Paleoclimatologist Discusses Research in Lunch Livestream

Campolindo graduate Dr. Julia Kelson spoke on her 1st Facebook Livestream, “Lunch with a Scientist, ” where she talked about her job as a paleoclimatologist (the study of historical climates) on September 22.

Dr. Julia Kelson credited Campolindo for the way her career path was shaped. While she didn’t take Geology because her mother, science teacher Jane Kelson, taught the class, Dr. Julia Kelson said, “I did learn how to write and think critically at Campo. Those are skills that served me well through college, graduate school, and now as a scientist.”

Having grown up with parents in the geological field, Dr. Julia Kelson said, “Can you really ever separate the yolk from the white once you’ve whisked the egg? They never forced geology upon me, but there was always discussion of earthquakes, etc. in our household.”

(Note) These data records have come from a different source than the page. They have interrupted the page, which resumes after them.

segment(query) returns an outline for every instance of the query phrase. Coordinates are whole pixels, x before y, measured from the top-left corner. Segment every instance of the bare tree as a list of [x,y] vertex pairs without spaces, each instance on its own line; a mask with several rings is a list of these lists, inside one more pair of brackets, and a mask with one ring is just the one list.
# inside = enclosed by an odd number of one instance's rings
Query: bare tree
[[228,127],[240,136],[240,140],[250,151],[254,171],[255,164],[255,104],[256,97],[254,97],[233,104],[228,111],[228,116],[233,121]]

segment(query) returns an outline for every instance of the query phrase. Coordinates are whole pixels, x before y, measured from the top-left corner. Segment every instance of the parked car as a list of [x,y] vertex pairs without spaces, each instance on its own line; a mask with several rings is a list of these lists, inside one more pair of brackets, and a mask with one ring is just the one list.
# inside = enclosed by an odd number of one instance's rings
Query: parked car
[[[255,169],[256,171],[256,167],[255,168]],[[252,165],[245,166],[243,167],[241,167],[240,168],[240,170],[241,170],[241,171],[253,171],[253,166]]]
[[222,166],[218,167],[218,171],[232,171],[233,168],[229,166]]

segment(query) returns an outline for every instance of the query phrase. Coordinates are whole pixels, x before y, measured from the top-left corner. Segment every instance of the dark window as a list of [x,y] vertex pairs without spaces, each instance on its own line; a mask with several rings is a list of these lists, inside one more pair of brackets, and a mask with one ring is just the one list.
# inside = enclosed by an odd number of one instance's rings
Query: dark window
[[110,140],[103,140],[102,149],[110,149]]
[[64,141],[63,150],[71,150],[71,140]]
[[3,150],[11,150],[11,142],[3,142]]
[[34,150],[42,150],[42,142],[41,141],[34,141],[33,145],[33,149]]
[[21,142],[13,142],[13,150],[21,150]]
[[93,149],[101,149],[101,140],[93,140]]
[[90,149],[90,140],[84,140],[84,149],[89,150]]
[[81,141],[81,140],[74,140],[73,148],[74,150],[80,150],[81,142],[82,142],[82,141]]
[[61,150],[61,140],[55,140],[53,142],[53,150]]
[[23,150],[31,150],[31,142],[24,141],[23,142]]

Jane Kelson said that her daughter “has always liked being outside,” whether it was hiking, skiing, or biking. She added, “I feel really fortunate that I can continue to learn about earth and climate sciences from Julia. She will probably tell you that I am continually asking her questions as I strive to stay abreast of new developments in earth and climate sciences.”

The Livestream event featured Dr. Julia Kelson’s new research where she discovered that isotopes, which are variants of a chemical element found in soil, can inform scientists about past climates. With climate change on the rise, paleoclimatologists like Dr. Julia Kelson look to past climates in order to compare them to the current climate. However, because the world has changed so much, it can be challenging to find evidence of past climates.

Luckily, Dr. Julia Kelson “realized the connection between [paleoclimatology and geochemistry].” Originally, she thought she would study rivers in Tibet. “I got swindled into becoming a geochemist when I took a paleoclimate class, and geochemistry is one of the best tools that we have to study paleoclimate. I thought soils were boring at first, then I realized that they are a good record of climate, which is not boring.”

Dr. Julia Kelson added that her inspiration is “the idea that [she is] studying a system that is not man-made; a system where people are just blips.”

Sophomore Abbey Inzeo, who watched the Livestream, said, “I thought it was really interesting how [Kelson] tracks the changes in the Earth’s climate through [isotopes to see] aridity and evaporation [levels].”

Inzeo added, “I think it’s awesome how she went to Campo and [became] a prominent scientist.”